席に座ると、支配人が飛んできて握手する。
そして言った。
「今夜は素敵な女性と一緒ですから、これはいらないですね」
そう言って、テーブルに飾ってあった花を持ち去ったのである。
そこには、微塵のいやらしさも感じさせないスマートさがあった。
 
このイタリアンへは、前の会社で嫌なことがあると、必ずでかけた。
大声を出さねば伝わらないほど、この店はどのテーブルも大いに飲み、食べ、笑い、喋っているので、おいしい賑わいが渦となって、巻き上がっている。

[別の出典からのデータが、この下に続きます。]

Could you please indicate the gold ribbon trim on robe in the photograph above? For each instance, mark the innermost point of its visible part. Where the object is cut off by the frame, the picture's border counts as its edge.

その中を、陽気なカメリエーレたちが小走りで店内を行き交い、料理やワインを運ぶ。
エリオさんが巨体を揺らしながら冗談を言う。
この喧騒の中に身を置くと、仕事で悩んでいたことが、馬鹿らしくなってくる。
人生って悪くない。
そう思える瞬間が、いつもここにはある。
 
昨夜この店で、「カラブリア料理」に限って料理を作ってもらった。
少し辛く、名物の赤玉ねぎやじゃがいもを添えた料理は、何も考えずとも「うまい」という言葉が出てくる。

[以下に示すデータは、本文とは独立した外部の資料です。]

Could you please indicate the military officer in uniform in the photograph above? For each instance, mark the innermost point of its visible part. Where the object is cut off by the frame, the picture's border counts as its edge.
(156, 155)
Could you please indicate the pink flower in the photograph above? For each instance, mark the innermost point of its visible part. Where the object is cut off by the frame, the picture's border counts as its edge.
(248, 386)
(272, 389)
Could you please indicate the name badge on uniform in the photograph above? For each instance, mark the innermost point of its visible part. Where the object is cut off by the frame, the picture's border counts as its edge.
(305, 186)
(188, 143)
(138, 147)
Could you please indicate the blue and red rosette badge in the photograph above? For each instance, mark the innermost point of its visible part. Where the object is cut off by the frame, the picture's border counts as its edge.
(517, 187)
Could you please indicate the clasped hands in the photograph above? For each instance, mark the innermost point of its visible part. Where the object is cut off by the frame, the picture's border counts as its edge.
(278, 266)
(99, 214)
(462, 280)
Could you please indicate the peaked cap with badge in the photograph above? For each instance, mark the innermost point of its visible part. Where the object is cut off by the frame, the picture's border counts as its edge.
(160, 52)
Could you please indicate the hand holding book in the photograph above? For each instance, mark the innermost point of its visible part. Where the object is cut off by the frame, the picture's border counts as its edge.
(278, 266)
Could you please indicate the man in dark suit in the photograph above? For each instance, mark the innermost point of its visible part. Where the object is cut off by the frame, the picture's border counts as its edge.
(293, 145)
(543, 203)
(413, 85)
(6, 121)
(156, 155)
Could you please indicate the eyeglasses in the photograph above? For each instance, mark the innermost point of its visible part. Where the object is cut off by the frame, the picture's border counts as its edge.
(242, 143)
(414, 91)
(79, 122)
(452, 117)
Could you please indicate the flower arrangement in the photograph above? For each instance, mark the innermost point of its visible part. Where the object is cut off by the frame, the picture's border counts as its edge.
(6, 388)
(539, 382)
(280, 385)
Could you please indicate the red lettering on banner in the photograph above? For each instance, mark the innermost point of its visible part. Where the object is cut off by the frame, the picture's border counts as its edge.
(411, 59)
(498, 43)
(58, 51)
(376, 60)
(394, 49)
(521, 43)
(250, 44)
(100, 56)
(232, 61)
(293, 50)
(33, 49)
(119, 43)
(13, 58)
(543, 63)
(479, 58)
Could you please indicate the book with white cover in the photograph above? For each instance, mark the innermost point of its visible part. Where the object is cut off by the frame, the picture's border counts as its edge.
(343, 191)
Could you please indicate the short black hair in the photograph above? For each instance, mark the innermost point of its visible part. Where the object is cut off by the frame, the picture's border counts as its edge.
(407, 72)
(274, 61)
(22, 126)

ポルペッティメランザーネ、ズッキーニと長茄子のエスカリーチャ。
金時豆のスープにひよこ豆のパンに乗せたブルスケッタ。
黒豚とポルチーニのフジッリカラブレーゼ、
自家製リコッタとトマトソースのキッタラカラブレーゼ。
焼き鯖に、鳥とじゃがいものロースト、サルシッチャカラブレーゼなど、特別にお願いした料理が、次々と運ばれる。
白ワインと赤ワインをガバガバと飲み、食後酒も飲む。
酔って次第に声は大きくなり、周囲の喧騒に溶け込んでいく。
ドルチェを食べていると、エリオさんが来て言う。
「お腹いっぱいになった? アリオオーリオ作ろうか?」
レストランとはこうでなくちゃいけない。